Many new platinum amine complexes have been synthesized and tested for their anticancer activities. However, only a few of these complexes (some of which are listed in FIG. 14) have exhibited promising results. These new complexes contain a variety of replaceable nonamine ligands, as well as nonreplaceable amine ligands that are believed to be important for DNA binding and cellular uptake. Generally, these and other relevant platinum ammine complexes known in the art are synthesized by the process used for preparing cisplatin, namely where tetrachloroplatinate (PtCl42−) receives amine ligands to become PtCl2(amine/diamine). Starting with the tetrachloro complex generally provides other products, and so PtI42− can also be used to ensure high yield and purity of the cis isomer, followed by conversion of PtI42− to PtI2(amine/diamine) and then into PtCl2(amine/diamine). In converting PtI2(amine/diamine) to PtCl2(amine/diamine), the di-iodo complex is converted to diaqua complex by treating the former with two equivalents of silver nitrate or other soluble silver salts at low pH. The resulting diaqua complex readily reacts with potassium chloride or hydrochloric acid to yield the dichloro complex of interest. In general, the platinum complexes of interest are synthesized from the corresponding diaqua complex at a low pH to introduce the replaceable ligands since dimerization or polymerization of the diaqua complex takes place rapidly at higher pH, yielding undesirable products.
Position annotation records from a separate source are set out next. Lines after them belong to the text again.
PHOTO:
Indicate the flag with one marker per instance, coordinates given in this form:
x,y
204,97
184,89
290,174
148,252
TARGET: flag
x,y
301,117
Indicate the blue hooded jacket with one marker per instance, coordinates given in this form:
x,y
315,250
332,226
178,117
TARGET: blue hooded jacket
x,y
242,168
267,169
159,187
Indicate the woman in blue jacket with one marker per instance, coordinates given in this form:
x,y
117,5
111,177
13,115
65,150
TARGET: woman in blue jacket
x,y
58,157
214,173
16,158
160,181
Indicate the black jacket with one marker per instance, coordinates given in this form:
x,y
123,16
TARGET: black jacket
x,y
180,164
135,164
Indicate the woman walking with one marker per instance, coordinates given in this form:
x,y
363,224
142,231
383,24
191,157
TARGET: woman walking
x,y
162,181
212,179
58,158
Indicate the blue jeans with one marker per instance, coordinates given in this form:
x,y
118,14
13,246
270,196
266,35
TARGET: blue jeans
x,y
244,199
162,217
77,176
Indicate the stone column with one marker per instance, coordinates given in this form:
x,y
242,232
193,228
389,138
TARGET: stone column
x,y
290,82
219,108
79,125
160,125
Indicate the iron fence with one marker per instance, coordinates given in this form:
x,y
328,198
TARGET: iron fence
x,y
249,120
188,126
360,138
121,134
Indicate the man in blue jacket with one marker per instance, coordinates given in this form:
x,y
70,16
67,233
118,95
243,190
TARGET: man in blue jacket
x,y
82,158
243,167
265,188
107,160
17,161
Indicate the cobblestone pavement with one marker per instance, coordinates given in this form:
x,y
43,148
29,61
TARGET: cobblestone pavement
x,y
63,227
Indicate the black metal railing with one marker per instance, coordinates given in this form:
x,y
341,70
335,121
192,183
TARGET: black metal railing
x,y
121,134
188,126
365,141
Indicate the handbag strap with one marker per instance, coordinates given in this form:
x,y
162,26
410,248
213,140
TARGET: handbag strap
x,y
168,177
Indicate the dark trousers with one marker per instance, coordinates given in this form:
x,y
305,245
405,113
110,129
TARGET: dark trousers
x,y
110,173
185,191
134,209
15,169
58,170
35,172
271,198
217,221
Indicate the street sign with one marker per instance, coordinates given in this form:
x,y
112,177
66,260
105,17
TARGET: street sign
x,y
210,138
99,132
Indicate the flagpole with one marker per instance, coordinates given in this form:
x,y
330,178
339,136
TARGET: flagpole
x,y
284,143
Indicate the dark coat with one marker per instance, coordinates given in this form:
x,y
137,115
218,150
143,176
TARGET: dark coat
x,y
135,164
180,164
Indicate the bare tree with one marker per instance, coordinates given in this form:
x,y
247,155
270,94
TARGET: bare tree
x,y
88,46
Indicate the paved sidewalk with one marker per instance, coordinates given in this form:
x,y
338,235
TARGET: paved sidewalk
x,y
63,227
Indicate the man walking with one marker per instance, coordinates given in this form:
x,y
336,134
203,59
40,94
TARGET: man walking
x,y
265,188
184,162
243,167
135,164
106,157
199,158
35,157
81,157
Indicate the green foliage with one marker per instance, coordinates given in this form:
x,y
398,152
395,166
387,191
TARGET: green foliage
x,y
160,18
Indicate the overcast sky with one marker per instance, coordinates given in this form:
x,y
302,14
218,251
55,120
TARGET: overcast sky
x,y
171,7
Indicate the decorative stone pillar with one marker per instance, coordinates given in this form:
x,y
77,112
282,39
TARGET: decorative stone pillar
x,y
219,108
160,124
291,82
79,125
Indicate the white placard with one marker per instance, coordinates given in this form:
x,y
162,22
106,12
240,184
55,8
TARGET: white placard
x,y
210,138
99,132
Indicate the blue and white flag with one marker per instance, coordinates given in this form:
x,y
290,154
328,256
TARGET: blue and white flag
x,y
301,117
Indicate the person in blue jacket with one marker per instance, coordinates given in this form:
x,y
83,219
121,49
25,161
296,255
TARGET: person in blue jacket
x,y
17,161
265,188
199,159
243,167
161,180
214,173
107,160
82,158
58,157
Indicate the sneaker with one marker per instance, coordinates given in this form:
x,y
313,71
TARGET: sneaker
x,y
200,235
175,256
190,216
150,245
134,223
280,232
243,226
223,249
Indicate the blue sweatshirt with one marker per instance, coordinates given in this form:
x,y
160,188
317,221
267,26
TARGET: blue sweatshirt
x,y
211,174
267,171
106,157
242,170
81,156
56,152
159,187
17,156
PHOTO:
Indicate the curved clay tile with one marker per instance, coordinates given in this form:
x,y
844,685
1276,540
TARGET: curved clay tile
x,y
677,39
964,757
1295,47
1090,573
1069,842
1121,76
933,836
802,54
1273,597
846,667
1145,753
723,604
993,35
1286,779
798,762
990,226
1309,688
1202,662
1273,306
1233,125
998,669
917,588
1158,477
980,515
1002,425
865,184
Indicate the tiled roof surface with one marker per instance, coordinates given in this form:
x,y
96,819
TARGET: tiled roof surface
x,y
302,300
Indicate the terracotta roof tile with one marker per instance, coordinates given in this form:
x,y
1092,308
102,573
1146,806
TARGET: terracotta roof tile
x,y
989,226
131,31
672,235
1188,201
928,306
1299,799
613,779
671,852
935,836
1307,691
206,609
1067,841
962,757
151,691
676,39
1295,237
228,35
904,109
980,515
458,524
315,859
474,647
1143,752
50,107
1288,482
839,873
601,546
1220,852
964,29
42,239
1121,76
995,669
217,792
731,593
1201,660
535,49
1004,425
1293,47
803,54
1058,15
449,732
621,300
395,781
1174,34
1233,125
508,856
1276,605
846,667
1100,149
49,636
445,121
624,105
Instead of replaceable chlorine ligands, platinum amine complexes in the art also have nitrogen, sulfur, carboxylate, and phosphonate as replaceable ligands. However, one characteristic of those complexes showing the most promise for treating cancer is a replaceable hard base ligand coordinated to platinum (a soft acid). Examples of such hard-soft combinations that have displayed excellent anticancer properties are carboxylato, carbonato, phosphonato platinum complexes.
Despite tremendous efforts to replace cisplatin with more effective chemotherapeutics, platinum (II) and platinum(IV) complexes with phosphates as the replaceable ligands have remained largely unexplored. This is primarily due to the fact that early work on platinum(II) phosphato complexes usually resulted in phosphate-bridged dinuclear complexes. Despite reports of excellent anticancer properties of some dinuclear phosphatoplatinum(II) complexes, further exploration of their applications were limited because of the poor solubility of these complexes in aqueous solutions. Although certain monomeric pyro- and triphosphate complexes are known in the art, such complexes are not suitable for pharmaceutical compositions because they undergo phosphate hydrolysis in moderately acidic solutions, resulting in insoluble dinuclear products (See U.S. Pat. No. 7,342,122 to Odani et al., describing a dimer of the monomeric complex am-2, which is described herein and in Bose et al., Inorg. Chem. 1985, 24, 3989-3996; see also, WO 2005/000858 to Odani et al., describing monomeric am-2 as a potential anticancer drug).
Therefore, there remains a need in the art for stable and effective alternatives to cisplatin and carboplatin for the treatment of cancers.